CUDA does offer techniques that hide some of the transfer cost:

  • CUDA streams — overlap transfers with kernel execution by using multiple streams, so the GPU keeps computing while the next transfer is in flight.
  • Pinned (page-locked) memory — direct DMA between system RAM and the GPU, up to 2× higher bandwidth than pageable memory.
  • CUDA / DirectX interop — when output goes to a display rather than back to system RAM, the framebuffer can stay GPU-resident.

These are real wins, but none of them compensate for fundamentally inadequate PCIe bandwidth. If a card is wired to a x4 slot when it needs x16, no amount of streaming heroics gets the bytes through.

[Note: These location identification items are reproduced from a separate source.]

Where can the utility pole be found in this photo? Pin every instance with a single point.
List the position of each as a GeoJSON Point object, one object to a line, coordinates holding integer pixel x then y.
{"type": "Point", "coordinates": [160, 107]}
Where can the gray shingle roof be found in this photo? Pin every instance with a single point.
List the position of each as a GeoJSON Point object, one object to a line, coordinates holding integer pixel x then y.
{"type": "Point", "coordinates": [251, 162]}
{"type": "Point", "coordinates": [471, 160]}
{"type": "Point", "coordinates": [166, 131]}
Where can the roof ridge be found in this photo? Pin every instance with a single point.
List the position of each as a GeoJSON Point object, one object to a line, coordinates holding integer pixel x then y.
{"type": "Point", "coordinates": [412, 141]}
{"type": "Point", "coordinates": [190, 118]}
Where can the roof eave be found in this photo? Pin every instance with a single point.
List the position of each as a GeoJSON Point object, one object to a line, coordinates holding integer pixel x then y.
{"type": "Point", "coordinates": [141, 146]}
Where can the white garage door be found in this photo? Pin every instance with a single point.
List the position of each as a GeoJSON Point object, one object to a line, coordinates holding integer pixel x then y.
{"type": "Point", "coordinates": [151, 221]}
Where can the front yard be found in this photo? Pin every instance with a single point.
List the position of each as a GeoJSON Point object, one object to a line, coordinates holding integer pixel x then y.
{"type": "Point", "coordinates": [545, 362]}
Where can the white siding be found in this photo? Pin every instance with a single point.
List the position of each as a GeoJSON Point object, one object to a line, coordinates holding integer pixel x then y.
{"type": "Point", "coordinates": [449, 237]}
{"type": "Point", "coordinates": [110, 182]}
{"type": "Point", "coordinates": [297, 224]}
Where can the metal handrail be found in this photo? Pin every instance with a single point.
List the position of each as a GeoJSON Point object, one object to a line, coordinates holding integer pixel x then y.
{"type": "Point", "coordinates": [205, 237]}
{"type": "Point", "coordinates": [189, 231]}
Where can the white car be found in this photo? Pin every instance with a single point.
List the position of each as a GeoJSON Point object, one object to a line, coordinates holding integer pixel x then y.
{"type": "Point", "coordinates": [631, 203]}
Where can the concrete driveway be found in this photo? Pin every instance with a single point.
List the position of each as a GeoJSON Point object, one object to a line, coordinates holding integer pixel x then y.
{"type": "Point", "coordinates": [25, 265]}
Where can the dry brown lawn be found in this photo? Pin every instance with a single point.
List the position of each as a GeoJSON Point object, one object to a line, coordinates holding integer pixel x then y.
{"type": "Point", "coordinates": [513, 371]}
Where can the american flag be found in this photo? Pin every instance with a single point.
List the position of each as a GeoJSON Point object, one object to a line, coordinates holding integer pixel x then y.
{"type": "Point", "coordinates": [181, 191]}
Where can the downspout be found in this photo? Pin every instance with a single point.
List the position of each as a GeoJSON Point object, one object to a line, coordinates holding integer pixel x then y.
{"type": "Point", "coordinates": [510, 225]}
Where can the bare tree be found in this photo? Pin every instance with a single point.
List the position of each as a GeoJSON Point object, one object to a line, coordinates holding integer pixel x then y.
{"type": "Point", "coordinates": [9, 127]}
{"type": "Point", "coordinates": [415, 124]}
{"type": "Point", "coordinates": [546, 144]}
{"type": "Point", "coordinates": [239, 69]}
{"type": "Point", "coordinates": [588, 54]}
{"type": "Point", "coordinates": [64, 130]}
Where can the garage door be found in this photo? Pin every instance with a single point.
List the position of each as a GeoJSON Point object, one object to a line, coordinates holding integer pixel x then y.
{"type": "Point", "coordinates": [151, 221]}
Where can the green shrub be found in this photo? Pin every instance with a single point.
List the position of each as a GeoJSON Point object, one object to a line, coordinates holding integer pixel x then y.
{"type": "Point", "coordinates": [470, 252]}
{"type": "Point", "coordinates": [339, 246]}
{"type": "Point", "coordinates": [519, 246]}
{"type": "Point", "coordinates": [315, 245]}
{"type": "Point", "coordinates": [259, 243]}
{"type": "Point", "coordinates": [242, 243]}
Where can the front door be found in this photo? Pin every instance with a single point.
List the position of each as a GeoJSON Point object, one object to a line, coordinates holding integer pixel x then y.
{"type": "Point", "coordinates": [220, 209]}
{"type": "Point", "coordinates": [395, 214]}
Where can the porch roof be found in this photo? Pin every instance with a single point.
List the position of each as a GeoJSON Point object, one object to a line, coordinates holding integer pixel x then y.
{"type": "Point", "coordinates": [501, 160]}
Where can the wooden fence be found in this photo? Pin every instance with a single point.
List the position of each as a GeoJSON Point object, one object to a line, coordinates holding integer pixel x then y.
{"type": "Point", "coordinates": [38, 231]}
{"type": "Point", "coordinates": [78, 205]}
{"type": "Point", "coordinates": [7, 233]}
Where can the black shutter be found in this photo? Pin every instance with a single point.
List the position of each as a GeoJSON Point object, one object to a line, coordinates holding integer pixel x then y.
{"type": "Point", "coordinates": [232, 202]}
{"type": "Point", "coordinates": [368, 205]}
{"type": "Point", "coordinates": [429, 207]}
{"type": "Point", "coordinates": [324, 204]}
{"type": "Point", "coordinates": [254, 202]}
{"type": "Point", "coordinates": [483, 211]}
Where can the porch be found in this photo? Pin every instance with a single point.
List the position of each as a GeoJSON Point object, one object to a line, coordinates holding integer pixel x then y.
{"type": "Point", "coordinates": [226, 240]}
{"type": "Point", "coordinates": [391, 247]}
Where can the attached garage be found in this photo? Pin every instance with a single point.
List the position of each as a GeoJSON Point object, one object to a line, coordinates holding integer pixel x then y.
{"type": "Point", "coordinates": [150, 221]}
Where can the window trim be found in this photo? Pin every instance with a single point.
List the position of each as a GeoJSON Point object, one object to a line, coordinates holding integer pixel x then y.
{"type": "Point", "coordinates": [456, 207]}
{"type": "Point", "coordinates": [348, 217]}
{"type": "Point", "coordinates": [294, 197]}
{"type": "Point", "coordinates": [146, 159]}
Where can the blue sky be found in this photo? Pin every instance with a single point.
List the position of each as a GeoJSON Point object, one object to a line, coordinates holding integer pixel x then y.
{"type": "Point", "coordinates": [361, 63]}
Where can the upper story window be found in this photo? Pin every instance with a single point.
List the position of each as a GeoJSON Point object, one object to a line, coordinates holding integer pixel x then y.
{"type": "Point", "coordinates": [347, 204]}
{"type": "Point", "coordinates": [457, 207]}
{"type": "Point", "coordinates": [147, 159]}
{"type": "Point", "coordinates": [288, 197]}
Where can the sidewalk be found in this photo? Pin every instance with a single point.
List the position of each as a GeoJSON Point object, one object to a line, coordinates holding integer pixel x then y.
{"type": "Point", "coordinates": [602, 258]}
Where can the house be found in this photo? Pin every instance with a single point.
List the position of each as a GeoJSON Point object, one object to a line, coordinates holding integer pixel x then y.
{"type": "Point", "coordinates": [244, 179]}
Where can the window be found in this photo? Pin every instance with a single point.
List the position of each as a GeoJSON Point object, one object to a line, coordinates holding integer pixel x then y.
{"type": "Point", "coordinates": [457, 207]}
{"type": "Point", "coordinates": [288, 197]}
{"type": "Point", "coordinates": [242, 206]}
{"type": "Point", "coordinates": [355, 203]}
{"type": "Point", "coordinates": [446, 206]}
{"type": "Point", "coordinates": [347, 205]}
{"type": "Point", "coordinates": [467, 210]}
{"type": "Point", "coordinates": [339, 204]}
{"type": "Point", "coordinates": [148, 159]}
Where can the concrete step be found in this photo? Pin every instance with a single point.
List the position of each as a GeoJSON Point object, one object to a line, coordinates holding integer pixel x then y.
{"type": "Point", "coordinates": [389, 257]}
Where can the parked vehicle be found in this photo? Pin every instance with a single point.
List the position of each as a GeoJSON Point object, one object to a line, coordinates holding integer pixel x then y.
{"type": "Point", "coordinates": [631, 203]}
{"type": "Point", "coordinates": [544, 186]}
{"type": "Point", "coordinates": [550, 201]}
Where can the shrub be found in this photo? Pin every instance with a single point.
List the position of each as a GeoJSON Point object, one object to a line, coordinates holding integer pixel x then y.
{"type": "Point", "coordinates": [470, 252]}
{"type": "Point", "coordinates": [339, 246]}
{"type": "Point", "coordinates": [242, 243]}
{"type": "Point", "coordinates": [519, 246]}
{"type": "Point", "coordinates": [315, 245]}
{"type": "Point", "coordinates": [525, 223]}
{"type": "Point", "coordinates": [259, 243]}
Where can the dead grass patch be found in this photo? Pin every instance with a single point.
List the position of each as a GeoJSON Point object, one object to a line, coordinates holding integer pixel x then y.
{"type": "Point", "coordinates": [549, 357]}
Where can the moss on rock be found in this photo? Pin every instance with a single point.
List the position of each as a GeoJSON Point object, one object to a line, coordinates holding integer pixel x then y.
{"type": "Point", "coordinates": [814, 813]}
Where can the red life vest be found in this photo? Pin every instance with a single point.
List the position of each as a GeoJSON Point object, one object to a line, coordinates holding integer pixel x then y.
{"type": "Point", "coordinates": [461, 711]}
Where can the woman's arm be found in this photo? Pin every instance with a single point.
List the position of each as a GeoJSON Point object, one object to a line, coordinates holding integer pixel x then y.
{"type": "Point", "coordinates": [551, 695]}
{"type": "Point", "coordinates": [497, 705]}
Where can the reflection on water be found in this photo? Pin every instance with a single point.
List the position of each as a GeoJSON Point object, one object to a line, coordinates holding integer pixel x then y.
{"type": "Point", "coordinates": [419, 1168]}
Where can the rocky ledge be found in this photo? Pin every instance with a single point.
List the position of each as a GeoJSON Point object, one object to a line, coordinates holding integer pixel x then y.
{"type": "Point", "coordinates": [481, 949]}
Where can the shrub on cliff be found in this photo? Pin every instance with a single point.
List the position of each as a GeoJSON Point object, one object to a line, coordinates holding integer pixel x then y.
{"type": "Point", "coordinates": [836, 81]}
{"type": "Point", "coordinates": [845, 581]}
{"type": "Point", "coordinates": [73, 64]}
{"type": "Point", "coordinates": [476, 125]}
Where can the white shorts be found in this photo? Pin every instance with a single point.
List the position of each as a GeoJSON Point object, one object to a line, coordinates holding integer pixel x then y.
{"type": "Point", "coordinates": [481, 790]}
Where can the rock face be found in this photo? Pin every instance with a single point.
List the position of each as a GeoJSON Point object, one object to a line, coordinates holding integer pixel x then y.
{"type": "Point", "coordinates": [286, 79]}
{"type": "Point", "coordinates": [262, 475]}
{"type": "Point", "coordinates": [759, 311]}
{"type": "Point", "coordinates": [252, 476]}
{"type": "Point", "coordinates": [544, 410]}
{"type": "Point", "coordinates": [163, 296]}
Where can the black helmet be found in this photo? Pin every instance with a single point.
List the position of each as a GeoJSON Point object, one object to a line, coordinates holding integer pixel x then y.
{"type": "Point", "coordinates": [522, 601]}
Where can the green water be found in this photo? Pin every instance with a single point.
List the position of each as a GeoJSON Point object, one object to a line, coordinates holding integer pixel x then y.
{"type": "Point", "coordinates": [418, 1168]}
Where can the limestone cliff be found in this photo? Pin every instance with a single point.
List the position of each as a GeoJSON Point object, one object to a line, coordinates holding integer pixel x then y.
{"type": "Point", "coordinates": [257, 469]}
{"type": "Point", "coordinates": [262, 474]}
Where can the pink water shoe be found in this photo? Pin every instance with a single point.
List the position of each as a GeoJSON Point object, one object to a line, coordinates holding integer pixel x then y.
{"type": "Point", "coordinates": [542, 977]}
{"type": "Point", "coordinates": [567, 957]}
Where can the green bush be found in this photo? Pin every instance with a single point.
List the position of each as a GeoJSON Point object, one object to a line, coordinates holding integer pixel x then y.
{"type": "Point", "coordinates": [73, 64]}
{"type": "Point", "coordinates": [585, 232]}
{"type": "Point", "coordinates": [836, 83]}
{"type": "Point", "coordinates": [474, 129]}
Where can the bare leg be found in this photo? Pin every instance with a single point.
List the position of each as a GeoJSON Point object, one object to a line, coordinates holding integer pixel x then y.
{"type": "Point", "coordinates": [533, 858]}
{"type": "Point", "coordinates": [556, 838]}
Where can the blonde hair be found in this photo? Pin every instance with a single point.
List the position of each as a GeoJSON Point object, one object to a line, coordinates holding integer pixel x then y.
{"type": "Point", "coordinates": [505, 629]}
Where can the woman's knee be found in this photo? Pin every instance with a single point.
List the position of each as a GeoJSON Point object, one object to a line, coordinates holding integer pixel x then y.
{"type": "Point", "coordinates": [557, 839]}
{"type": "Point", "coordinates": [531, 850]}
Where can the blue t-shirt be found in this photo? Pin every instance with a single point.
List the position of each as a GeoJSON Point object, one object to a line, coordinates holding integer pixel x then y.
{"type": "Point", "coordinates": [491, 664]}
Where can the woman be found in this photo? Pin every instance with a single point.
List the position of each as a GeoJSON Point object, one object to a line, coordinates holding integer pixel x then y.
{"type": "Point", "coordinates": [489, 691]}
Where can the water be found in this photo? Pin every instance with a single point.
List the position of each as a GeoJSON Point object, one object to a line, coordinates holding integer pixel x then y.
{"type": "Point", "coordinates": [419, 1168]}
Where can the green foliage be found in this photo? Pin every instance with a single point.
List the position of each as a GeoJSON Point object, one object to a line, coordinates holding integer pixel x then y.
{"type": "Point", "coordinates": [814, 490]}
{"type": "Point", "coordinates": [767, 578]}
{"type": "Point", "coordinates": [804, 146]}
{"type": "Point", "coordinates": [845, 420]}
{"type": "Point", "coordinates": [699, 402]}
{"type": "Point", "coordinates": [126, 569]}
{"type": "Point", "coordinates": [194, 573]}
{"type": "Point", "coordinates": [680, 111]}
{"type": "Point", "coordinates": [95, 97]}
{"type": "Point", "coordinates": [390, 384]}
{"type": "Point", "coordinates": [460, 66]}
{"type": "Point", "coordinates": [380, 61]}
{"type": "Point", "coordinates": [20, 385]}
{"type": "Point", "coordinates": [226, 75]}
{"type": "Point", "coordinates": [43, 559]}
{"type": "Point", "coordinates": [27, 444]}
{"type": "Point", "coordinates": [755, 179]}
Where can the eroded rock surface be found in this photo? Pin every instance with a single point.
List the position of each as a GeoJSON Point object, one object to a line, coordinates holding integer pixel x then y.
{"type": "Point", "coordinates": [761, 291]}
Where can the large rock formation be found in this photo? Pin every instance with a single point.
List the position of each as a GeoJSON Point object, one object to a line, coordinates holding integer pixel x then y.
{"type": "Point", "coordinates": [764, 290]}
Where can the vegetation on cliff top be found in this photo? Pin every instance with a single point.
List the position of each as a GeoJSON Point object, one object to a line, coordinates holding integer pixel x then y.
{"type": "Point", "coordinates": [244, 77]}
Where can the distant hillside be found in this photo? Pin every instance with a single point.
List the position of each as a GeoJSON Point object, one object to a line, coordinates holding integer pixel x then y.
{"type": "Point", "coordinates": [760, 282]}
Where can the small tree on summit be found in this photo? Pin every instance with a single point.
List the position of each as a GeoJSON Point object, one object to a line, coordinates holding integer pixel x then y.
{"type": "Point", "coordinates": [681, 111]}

For multi-capture-card production systems, AMD EPYC is the sane platform — the lane count is generous enough to avoid every compromise.

EPYC 9004 / 9005 (Genoa / Turin)

  • 128 PCIe 5.0 lanes per socket.
  • In dual-socket setups, 64 lanes per CPU are reserved for the inter-socket Infinity Fabric link, leaving 128 lanes total exposed to devices.
  • 12 channels of DDR5 memory for the kind of bandwidth-intensive work Composer thrives on.

EPYC 8004

  • 96 PCIe 5.0 lanes per socket.
  • Single-socket design optimised for compact deployments — fits in a 1U or 2U chassis with sensible thermals.
  • Lower power consumption than the 9004 / 9005 — useful for mobile production units (broadcast trucks, flyaway kits).
  • 6 channels of DDR5.

Sample configuration

A balanced professional rig on an EPYC 9004 host:

Component PCIe lanes
NVIDIA RTX 4090 / 5090 x16 Gen 5
Decklink Duo 2 #1 x4 Gen 2
Decklink Duo 2 #2 x4 Gen 2
Decklink Quad HDMI x8 Gen 3
NVMe RAID controller x8 Gen 4
10 GbE NIC x4 Gen 3
Total 44 lanes

44 lanes used out of 128 available — full GPU bandwidth, no compromises, room for future expansion.

Summary recommendations

  • Audit PCIe lanes before specifying hardware. Count the GPU, every capture card, NVMe storage, networking, and any chipset overhead. Compare against the CPU's published lane budget.
  • Avoid consumer platforms for multi-capture-card deployments. 20–28 lanes force unacceptable compromises.
  • Choose EPYC 8004 / 9004 / 9005 for professional installations when you have multiple capture cards and a dedicated GPU. The 96–128 PCIe 5.0 lanes eliminate the lane budget as a constraint.
  • PCIe Gen 5 helps the GPU, not capture cards. Decklink cards remain at Gen 2 / 3 native speeds. Plan around the bottleneck, not the marketing.

For per-host tuning beyond hardware sizing, see Tuning for maximum performance above.